Monday, November 16, 2015

`Like Applauding a Conjuring Trick'

Siegfried Sassoon was shot in the shoulder from behind by a German sniper on April 16, 1917, at Fontaine-les-Croisilles on the Hindenburg Line, during the Battle of Arras. One week earlier, Edward Thomas had been killed during the same engagement. Sassoon wrote a rather heavy-handed poem, “The General,” about the battle and his well-known letter of protest, “Finished with the War: A Soldier’s Declaration.”He was sent to Craiglockhart War Hospital near Edinburgh and treated for shell shock. These events are well-known and in some quarters, had taken on a mythological significance. 

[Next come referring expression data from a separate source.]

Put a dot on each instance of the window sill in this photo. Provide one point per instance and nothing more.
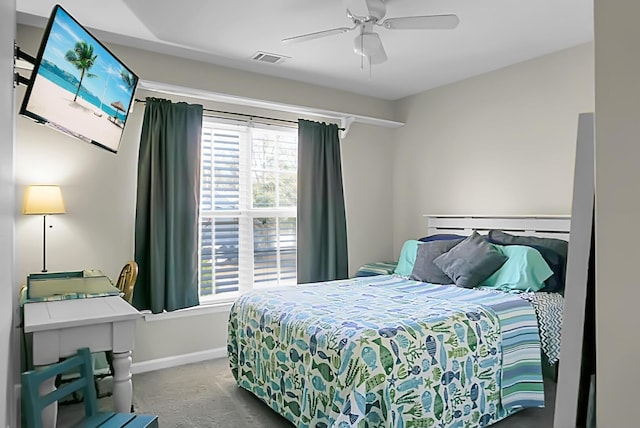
(202, 309)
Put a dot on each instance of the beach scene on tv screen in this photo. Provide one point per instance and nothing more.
(80, 88)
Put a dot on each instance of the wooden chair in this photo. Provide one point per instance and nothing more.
(125, 283)
(127, 280)
(33, 403)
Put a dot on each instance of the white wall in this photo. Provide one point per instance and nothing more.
(617, 91)
(9, 352)
(499, 143)
(99, 187)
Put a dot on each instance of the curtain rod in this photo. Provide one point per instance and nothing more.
(250, 116)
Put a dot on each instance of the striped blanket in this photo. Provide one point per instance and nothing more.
(386, 351)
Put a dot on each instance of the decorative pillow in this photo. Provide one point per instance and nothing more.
(471, 261)
(554, 252)
(441, 237)
(407, 258)
(502, 238)
(424, 269)
(558, 264)
(525, 270)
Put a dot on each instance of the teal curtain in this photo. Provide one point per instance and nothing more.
(322, 225)
(166, 229)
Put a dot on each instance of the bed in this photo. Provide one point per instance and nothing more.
(391, 351)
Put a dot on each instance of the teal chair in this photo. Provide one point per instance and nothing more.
(33, 404)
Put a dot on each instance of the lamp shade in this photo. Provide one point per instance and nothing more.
(43, 200)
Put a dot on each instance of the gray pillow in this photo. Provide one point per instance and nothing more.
(471, 261)
(424, 270)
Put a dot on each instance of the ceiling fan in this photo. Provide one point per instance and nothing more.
(368, 43)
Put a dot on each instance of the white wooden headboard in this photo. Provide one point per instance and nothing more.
(546, 226)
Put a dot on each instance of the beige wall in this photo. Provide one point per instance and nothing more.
(617, 89)
(9, 352)
(499, 143)
(99, 187)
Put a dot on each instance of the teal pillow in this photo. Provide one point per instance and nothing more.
(407, 257)
(524, 270)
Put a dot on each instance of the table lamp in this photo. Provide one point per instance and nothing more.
(43, 200)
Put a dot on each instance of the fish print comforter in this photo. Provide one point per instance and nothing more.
(386, 352)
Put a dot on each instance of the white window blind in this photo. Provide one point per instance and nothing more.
(247, 208)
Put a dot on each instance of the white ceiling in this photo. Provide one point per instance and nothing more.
(491, 34)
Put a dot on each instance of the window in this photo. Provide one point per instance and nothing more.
(248, 197)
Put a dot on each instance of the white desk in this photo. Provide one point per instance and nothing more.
(60, 328)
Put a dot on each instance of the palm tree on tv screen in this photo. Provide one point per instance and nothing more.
(82, 57)
(128, 79)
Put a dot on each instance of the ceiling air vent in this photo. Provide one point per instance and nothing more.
(268, 57)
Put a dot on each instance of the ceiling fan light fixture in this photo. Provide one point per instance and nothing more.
(367, 44)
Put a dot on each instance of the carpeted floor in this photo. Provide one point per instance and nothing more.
(205, 395)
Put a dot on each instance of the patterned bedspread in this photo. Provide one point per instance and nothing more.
(386, 351)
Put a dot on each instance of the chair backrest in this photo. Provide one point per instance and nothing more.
(33, 403)
(127, 280)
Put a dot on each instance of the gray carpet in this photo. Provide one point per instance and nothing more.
(205, 395)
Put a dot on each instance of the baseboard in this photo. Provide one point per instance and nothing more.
(177, 360)
(15, 416)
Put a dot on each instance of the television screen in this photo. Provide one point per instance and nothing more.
(78, 86)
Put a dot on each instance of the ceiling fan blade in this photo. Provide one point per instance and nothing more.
(376, 8)
(317, 35)
(429, 22)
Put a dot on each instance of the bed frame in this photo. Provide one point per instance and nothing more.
(544, 226)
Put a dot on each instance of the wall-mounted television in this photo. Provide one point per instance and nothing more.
(78, 86)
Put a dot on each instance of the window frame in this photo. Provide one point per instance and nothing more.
(245, 213)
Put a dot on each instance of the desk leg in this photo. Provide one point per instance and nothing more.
(122, 386)
(50, 413)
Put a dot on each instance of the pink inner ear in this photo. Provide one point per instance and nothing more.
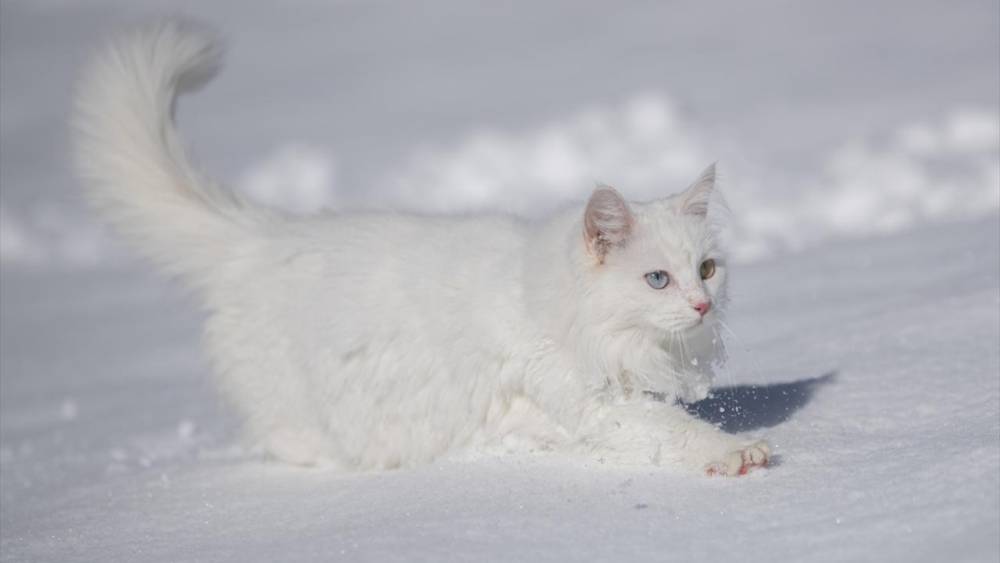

Forgotten Voices of the Great War (Lyons Press, 2004), edited by Max Arthur, collects transcripts of taped interviews with men who participated in the Great War. Most are obscure, not otherwise remembered by historians. The interviews are held by the Sound Archive of the Imperial War Museum. In his introduction, Sir Martin Gilbert says the book is “the First World War in the raw: its drama and cruelties, its moments of humour – some of it very black indeed – its drudgery, and its excitement.” For a blackly humorous anecdote about snipers, with an outcome radically different from Sassoon’s, here are the words of Corp. William Skipp, otherwise unidentified:

“We had a sniper’s post, which was just a sheet of metal two inches high and a foot wide—just a hole big enough to put an end of a rifle through. Well, we had two boys who were orphans, they’d been brought up together, joined up together and been all the way through together. They were standing in the trenches and one said, `What’s this, George, have a look through here,’ and he no sooner approached it than down he went with a bullet through his forehead. Now his friend was so flabbergasted he too had a look, and less than two minutes later he was down the trench with his friend.”
Corp. Clifford Lane, 1st Battalion, Hertfordshire Regiment, suggests the sort of desperation and demoralization found about some of the troops: “The luckiest person in the war was the man who went out and the first day got a nice flesh wound that brought him home again. I’ve known men to be wounded three or four times soon after they’d got to France. They’d go in the front line, be wounded, come home, go out again, be wounded again within a few days – the finest thing that could happen to you.”
Not all of the interviewed vets were obscure. Among those contributing their voices was the poet, war memoirist and scholar Private Edmund Blunden, 11th Battalion, Royal Sussex Regiment:
“One or two signalers and I had to walk in the open straight in front of the Germans, who were perhaps two or three miles off. But they could see us all right and they did some beautiful shooting, they made rinds round us. One of the lads, a tall handsome youth, said, `I never did see such shelling!’ It was exactly like applauding a conjuring trick, or something in the halls, or a piece of fast bowling in a test match. It struck me even then, what self-control. But he was really looking at a remarkable feat of skill on the part of some other human being, and I thought a lot of that.”

1 comment:

Subbuteo said...



The female English historian and novelist, Pat Barker wrote the Regeneration Trilogy a few years ago which tells the story of the psychiatrist William Rivers at Craiglockhart. Sassoon and Owen are patients of his in the novels which are based on reality.